Reaching out to multiple influencers with unique audiences was likely a cost-effective move for L’Oréal, but the brand’s approach in working with these influencers was also incredibly unrestrictive. L’Oréal allowed these women to review products from other brands and even critique L’Oréal products they weren’t happy with. Multiple studies have shown that a major reason micro-influencers generate engagement is because people believe they are genuine; they’re not just celebrities hawking products. Therefore, someone might be more likely to believe that an influencer truly loves a brand’s product if that influencer is honest when they don’t love something.

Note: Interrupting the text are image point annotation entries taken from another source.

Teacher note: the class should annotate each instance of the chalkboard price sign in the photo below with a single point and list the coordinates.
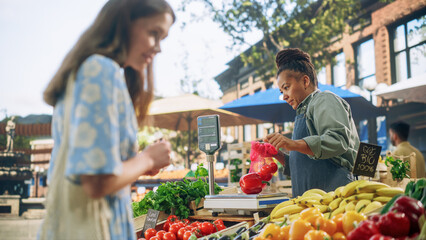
(150, 220)
(367, 159)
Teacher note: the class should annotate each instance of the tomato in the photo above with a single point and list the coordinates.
(174, 228)
(266, 169)
(186, 235)
(181, 224)
(207, 228)
(274, 167)
(169, 236)
(149, 233)
(218, 221)
(160, 234)
(195, 224)
(181, 231)
(251, 183)
(172, 218)
(265, 176)
(166, 226)
(220, 227)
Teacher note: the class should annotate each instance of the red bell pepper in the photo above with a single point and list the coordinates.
(412, 208)
(251, 183)
(364, 231)
(394, 224)
(379, 236)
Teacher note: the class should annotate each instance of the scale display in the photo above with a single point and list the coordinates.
(208, 133)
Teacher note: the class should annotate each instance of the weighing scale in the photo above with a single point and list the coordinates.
(237, 204)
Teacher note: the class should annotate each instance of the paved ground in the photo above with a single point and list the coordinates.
(19, 228)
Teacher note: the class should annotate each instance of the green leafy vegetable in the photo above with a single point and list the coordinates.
(176, 196)
(399, 168)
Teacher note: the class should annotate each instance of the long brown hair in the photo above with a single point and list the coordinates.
(109, 35)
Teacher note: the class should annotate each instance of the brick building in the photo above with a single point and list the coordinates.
(389, 47)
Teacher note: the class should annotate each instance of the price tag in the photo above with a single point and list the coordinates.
(150, 220)
(367, 159)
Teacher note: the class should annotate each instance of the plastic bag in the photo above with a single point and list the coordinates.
(262, 162)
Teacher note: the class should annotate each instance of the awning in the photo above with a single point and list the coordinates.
(267, 105)
(412, 90)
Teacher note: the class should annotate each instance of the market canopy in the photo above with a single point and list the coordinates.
(412, 90)
(178, 113)
(267, 105)
(181, 112)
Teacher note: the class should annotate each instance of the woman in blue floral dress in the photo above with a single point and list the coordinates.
(107, 104)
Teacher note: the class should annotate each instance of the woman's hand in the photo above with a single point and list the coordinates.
(156, 156)
(279, 141)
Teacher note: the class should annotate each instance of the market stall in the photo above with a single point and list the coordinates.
(363, 209)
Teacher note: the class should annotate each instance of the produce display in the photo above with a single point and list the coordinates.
(182, 229)
(262, 168)
(361, 196)
(176, 196)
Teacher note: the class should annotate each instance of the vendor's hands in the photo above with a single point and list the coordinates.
(156, 156)
(279, 141)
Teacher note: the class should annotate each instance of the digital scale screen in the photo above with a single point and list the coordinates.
(208, 133)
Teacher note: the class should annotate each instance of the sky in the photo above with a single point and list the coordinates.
(36, 36)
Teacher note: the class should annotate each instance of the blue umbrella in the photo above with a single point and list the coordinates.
(267, 105)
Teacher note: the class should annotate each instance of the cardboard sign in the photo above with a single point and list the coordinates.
(150, 220)
(367, 159)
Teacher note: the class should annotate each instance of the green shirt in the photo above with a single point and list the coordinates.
(333, 133)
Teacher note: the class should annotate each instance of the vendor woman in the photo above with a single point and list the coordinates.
(325, 141)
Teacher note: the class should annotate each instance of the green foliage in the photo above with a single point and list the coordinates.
(19, 142)
(176, 196)
(399, 168)
(199, 172)
(306, 24)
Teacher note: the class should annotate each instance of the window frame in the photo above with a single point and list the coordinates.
(334, 64)
(355, 48)
(391, 30)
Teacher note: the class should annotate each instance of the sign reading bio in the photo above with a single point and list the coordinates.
(367, 159)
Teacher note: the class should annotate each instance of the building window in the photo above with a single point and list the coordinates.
(409, 49)
(339, 71)
(365, 66)
(247, 133)
(321, 76)
(244, 83)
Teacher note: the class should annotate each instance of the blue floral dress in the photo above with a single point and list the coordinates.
(102, 133)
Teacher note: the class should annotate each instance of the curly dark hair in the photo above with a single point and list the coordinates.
(298, 61)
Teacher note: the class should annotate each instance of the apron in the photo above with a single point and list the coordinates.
(307, 173)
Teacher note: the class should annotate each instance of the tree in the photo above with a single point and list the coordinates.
(306, 24)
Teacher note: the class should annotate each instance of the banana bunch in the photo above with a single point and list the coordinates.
(361, 196)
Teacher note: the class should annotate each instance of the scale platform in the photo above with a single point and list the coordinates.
(243, 204)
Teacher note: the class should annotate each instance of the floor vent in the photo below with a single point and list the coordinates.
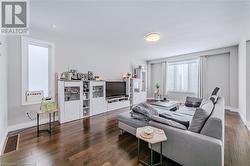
(11, 143)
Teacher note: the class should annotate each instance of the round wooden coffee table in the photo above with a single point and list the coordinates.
(158, 136)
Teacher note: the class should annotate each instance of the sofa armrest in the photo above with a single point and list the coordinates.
(189, 148)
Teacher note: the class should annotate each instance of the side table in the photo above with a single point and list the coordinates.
(159, 136)
(49, 130)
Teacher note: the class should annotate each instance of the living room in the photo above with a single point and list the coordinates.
(80, 80)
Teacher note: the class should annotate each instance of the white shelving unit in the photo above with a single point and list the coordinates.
(86, 99)
(79, 99)
(98, 104)
(70, 100)
(117, 103)
(138, 87)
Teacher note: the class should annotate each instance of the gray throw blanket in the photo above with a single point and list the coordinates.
(145, 109)
(179, 118)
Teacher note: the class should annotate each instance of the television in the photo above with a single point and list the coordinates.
(115, 89)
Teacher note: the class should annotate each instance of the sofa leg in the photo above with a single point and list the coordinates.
(121, 131)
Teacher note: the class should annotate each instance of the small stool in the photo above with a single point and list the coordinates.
(38, 113)
(158, 137)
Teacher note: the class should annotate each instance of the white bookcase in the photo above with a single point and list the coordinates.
(70, 100)
(97, 97)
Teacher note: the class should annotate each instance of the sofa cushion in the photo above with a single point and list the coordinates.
(207, 105)
(168, 122)
(193, 101)
(126, 118)
(214, 98)
(145, 109)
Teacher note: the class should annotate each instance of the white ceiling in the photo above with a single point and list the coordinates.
(185, 26)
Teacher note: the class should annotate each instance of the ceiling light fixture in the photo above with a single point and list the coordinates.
(152, 37)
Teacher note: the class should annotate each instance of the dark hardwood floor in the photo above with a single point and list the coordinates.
(97, 141)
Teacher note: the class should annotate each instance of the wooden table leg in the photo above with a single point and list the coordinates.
(37, 125)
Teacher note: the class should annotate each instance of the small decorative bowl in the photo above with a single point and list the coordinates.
(148, 130)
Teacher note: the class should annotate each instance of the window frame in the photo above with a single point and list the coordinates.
(186, 61)
(25, 41)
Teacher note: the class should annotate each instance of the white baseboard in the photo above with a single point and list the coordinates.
(232, 109)
(27, 124)
(243, 118)
(248, 125)
(2, 143)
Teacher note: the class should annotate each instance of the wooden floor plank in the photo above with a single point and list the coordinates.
(96, 141)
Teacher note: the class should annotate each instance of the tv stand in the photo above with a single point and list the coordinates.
(119, 102)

The other great thing about partnering with more than one influencer is that each of these 5 bloggers focuses on a different aspect of their beauty regime at a given time. Patricia Bright might be trying to dye her hair the right shade of honey brown while Ruth Crilly of AModelRecommends is all about her skin routine. So at any time, the L’Oréal #beautysquad could be covering a range of the brands’ products, each from an original perspective.
Understanding the diversity of the online audience
Ultimately, L’Oréal understands that their brand is global and they’re online audience is extremely diverse. In January of 2017, L’Oréal launched its campaign for their True Match foundation makeup both online and via mainstream media (the first TV ad for this campaign rolled out during the Golden Globes). The online campaign for True Match often used the hashtag #YoursTruly and the ad featuring celebrities and models both of different races, genders and ethnicities received over 1.5 Million views on YouTube:
The ad also featured L’Oréal’s updated slogan, changing “Because I’m worth it” to the more universal “Because we’re all worth it.” L’Oréal, through its various online properties and brand ambassadors sends a message of authenticity and confidence. What makes L’Oréal so successful in social video campaigns is that the brand understands itself. This is a global brand with a wide range of products that a lot of very different people are going to use. What works in advertising for this brand is segmentation of product, region, and influencer partners. This just may work for your brand, too!